As the end of 2020 draws closer, stock markets continue to push higher despite the backdrop of the economic downturn. Investors looking to capitalize on the current market trend should be mindful of the two indicators that are driving the market: value and momentum.
Value investing entails buying assets that are perceived to be undervalued relative to their peers. The goal of this strategy is to buy shares of an undervalued company before other investors recognize its worth. Momentum investing is an aggressive approach that relies on the momentum of a particular security or sector. Momentum investors buy stocks when they believe the price has been rising and will continue to do so.
With the stock market in a bullish trend, investors should be on the lookout for sectors that offer good value and momentum. This could mean buying shares of companies in industries that have remained relatively resilient during the economic downturn. It could also mean zeroing in on sectors that have started to show signs of growth or recovery.
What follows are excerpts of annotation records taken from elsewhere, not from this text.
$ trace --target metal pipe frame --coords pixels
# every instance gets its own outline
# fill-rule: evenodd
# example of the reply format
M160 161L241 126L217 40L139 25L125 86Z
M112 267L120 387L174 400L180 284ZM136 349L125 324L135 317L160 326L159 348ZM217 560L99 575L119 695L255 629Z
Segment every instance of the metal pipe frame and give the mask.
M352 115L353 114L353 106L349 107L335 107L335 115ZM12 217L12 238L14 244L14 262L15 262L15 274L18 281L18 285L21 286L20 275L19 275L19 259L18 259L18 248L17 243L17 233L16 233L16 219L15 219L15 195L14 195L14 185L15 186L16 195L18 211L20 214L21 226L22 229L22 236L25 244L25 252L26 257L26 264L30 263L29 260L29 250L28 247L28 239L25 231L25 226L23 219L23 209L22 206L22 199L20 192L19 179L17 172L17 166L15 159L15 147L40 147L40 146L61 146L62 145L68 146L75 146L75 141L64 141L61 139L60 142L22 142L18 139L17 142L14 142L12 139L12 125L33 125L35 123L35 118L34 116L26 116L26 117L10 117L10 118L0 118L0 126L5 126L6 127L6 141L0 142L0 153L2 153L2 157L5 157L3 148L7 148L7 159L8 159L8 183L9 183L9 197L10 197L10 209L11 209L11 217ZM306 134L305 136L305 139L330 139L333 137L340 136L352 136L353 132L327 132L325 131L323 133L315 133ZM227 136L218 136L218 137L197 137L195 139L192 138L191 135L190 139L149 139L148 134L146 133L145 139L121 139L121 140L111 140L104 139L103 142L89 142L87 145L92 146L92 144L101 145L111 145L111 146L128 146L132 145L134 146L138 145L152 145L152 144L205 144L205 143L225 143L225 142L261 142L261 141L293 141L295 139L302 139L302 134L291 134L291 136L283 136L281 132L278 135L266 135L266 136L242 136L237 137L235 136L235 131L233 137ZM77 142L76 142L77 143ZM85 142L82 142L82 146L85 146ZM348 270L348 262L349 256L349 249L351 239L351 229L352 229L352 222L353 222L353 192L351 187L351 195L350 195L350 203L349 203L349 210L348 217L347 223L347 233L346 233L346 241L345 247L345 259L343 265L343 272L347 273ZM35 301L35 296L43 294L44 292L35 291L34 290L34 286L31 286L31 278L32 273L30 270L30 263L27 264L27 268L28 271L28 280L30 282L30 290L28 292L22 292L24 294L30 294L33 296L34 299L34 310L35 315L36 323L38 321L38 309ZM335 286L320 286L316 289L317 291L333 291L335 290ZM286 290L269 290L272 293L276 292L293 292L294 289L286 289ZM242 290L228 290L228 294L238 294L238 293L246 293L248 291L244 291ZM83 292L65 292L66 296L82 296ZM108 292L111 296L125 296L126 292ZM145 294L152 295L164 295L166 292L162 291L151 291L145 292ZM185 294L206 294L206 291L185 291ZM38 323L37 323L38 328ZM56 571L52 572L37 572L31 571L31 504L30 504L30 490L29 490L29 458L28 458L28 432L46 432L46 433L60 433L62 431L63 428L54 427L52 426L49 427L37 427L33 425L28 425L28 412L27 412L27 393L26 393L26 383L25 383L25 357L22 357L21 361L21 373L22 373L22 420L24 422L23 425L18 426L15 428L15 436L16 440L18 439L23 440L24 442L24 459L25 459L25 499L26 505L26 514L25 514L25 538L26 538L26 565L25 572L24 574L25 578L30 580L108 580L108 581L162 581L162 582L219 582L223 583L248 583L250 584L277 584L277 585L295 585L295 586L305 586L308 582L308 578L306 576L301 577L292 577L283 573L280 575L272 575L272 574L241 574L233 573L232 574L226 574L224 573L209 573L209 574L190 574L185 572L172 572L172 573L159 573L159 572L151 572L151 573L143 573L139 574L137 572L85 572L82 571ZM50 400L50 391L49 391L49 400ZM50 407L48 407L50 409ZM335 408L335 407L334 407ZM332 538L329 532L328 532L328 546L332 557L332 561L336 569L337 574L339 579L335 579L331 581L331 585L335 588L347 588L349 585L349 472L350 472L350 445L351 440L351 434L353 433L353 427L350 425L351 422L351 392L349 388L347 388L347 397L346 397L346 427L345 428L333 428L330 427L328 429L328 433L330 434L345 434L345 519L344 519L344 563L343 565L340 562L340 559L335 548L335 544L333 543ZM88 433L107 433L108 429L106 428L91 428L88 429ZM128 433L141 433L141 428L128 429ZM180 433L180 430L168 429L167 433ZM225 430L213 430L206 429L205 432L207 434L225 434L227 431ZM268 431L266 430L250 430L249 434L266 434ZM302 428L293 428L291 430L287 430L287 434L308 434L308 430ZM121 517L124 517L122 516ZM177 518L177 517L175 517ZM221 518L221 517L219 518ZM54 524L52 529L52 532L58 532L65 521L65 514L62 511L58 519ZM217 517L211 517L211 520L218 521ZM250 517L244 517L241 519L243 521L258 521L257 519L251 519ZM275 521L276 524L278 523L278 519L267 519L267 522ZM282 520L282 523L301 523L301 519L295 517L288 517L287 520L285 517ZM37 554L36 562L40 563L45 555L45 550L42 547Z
Three sectors to watch are technology (software/hardware/electronics), biotechnology, and energy. Technology has been a hot sector throughout the pandemic as the widespread shift to remote work has continued to increase demand for tech-related products and services. Biotech has also been a strong performer in recent months as vaccine and therapeutics announcements have boosted sector sentiment. Energy is another sector to focus on as a recovery in oil prices has helped to stabilize the industry.
For investors looking to capitalize on the current bullish market trend, seek out value and momentum when selecting stocks. With a keen eye on sectors such as technology, biotechnology, and energy investors should be able to find winning investments as the year-end rally continues.